By these two function, dcoga and pcoga, we can gain the precise value of density and distribution function of convolution of gamma variables. But, the speed of computation can be improved further under convolution of two gamma variables case ($n = 2$). Mathai(1982) gives us this method, which is implemented as dcoga2dim and pcoga2dim. For example, we have $Y = X_1 + X_2$, with $X_1 \sim Gamma(2,3)$ and $X_2 \sim Gamma(5,2)$ and we calculate the density and distribution function by following code. Note that dcoga2dim and pcoga2dim give us the same result as dcoga and pcoga.

dcoga2dim(1:10, 2, 5, 3, 2)
dcoga(1:10, c(2, 5), c(3, 2))
pcoga2dim(1:10, 2, 5, 3, 2)
pcoga(1:10, c(2, 5), c(3, 2))

Now, let's take a look at the difference of computation time between these two methods, which reveals the huge computation speed advantage of dcoga2dim and pcoga2dim.

microbenchmark::microbenchmark(dcoga2dim(1:10, 2, 5, 3, 2),
                               dcoga(1:10, c(2, 5), c(3, 2)),
                               pcoga2dim(1:10, 2, 5, 3, 2),
                               pcoga(1:10, c(2, 5), c(3, 2)))

2. Approximate evaluation of convolution of gamma variables

The approximate method is given by Barnabani(2017) and is implemented as dcoga_approx and pcoga_approx, which only give us the approximate result but also give us the benefit of computation speed. We mention that this method only work for $n \geq 3$. For example, we have $Y=X_1 + X_2 + X_3$, with $X_1 \sim Gamma(2,3)$, $X_2 \sim Gamma(5,2)$ and $X_3 \sim Gamma(7,4)$. Then, the density and distribution function of $Y$ at a grid, $1, 2, \dots, 10$, can be evaluated by the following code.

dcoga_approx(1:10, c(2, 5, 7), c(3, 2, 4))
pcoga_approx(1:10, c(2, 5, 7), c(3, 2, 4))

The veracity of approximation method is shown in the following plot.

set.seed(123)
## do grid
y <- rcoga(100000, c(2, 5, 7), c(3, 2, 4))
grid <- seq(0, 15, length.out=100)
## calculate pdf and cdf
pdf <- dcoga_approx(grid, c(2, 5, 7), c(3, 2, 4))
cdf <- pcoga_approx(grid, c(2, 5, 7), c(3, 2, 4))

par(mfrow = c(1, 2), mar = c(2,2,1,0))
## plot pdf
plot(density(y), col="blue")
lines(grid, pdf, col="red")

## plot cdf
plot(ecdf(y), col="blue")
lines(grid, cdf, col="red")
par(mfrow = c(1, 1))

3. Parameter recycling

The parameter recycling means if the input of shape and rate have different length, the function will make up the shorter one to the longer one. For example, these two pairs of code will give us the same result.

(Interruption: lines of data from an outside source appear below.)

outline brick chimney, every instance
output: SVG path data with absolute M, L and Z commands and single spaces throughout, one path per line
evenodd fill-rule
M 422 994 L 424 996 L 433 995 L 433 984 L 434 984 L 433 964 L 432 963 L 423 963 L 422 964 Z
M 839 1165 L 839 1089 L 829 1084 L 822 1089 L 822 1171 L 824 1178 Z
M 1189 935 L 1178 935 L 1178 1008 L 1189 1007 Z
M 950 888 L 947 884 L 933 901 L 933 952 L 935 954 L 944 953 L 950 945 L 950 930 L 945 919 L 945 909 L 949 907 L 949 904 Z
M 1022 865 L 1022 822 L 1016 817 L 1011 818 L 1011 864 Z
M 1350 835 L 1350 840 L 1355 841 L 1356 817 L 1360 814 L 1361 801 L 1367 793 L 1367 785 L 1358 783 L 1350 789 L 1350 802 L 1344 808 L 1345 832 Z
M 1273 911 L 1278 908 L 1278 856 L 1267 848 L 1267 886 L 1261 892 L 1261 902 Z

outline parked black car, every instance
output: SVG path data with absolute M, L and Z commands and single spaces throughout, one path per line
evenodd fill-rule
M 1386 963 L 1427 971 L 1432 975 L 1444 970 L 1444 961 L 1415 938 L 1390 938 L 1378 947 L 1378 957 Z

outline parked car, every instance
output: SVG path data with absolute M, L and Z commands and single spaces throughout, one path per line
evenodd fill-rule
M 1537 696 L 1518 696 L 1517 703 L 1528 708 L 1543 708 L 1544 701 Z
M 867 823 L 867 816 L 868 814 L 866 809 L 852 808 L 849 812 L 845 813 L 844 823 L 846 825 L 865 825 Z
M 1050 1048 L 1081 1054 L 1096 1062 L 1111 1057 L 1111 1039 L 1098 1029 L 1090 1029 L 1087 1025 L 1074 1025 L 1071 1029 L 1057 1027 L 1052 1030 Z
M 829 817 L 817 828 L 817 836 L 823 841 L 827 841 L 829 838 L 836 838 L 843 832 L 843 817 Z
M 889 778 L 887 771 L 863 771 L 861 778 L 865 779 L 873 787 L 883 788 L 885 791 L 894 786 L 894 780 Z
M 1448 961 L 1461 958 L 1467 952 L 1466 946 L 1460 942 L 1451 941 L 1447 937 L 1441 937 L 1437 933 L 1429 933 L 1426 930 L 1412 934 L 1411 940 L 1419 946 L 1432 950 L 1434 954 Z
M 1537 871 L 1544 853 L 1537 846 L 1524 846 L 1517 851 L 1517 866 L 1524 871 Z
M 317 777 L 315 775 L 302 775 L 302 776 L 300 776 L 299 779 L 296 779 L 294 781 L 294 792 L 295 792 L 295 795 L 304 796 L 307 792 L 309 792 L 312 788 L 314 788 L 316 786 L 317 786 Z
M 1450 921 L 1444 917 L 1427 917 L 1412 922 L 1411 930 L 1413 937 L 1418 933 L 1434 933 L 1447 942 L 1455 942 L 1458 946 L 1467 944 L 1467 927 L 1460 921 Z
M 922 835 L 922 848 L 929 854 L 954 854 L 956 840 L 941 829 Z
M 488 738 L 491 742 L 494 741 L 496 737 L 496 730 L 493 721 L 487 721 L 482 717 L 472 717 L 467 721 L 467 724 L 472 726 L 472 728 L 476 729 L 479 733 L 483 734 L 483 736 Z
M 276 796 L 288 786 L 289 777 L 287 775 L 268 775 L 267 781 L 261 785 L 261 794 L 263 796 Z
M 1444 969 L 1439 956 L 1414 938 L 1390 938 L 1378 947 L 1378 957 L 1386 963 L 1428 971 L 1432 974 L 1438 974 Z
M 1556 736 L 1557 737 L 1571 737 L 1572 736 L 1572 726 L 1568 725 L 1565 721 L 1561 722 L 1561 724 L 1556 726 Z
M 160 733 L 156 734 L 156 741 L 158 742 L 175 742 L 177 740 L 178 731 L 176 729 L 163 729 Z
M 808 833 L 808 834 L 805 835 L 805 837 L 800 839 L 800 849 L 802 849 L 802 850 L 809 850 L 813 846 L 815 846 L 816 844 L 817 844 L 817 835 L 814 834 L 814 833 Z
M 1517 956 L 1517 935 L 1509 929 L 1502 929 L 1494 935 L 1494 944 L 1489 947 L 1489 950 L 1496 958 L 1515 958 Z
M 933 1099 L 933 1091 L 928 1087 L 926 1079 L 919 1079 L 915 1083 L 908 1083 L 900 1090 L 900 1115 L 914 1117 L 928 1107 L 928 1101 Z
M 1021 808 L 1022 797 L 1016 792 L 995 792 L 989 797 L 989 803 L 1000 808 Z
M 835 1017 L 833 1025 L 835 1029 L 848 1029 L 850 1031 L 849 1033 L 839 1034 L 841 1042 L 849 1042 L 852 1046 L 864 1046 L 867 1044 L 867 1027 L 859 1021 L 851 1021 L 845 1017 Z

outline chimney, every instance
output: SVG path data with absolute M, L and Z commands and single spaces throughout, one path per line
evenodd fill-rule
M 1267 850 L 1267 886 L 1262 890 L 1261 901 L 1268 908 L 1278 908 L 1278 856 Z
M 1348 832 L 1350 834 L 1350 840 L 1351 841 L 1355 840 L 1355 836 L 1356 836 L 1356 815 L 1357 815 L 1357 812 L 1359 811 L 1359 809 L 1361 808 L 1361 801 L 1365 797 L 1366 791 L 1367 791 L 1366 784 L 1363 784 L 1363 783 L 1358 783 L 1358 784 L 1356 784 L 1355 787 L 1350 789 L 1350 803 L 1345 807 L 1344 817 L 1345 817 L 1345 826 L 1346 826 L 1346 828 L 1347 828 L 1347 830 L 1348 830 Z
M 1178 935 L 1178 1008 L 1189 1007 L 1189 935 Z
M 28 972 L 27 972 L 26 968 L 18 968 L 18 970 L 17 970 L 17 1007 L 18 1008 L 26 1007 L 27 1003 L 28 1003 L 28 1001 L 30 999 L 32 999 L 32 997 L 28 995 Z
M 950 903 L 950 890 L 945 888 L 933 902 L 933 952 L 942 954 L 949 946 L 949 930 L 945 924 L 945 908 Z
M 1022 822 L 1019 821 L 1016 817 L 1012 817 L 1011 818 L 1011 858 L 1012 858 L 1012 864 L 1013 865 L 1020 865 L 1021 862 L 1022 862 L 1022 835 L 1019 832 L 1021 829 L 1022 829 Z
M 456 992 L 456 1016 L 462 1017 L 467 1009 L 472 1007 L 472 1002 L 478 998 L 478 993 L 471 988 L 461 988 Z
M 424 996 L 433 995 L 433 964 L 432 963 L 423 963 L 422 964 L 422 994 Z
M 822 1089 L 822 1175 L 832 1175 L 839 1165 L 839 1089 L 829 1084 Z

dcoga(1:5, c(1, 2), c(1, 3, 4, 2, 5))
dcoga(1:5, c(1, 2, 1, 2, 1), c(1, 3, 4, 2, 5))

pcoga(1:5, c(1, 3, 5, 2, 2), c(3, 5))
pcoga(1:5, c(1, 3, 5, 2, 2), c(3, 5, 3, 5, 3))

Within this package, dcoga, pcoga, rcoga, dcoga_approx, pcoga_approx have this future.

References

[1] Moschopoulos, Peter G. "The distribution of the sum of independent gamma random variables." Annals of the Institute of Statistical Mathematics 37.1 (1985): 541-544.

[2] Mathai, A.M.: Storage capacity of a dam with gamma type inputs. Ann. Inst. Statist.Math. 34, 591-597 (1982).

[3] Barnabani, M. (2017). An approxmation to the convolution of gamma distributions. Communications in Statistics - Simulation and Computation 46(1), 331-343.

[4] Hu, C., Pozdnyakov, V., and Yan, J. (2018+) Density and Distribution Evaluation for Convolution of Independent Gamma Variables.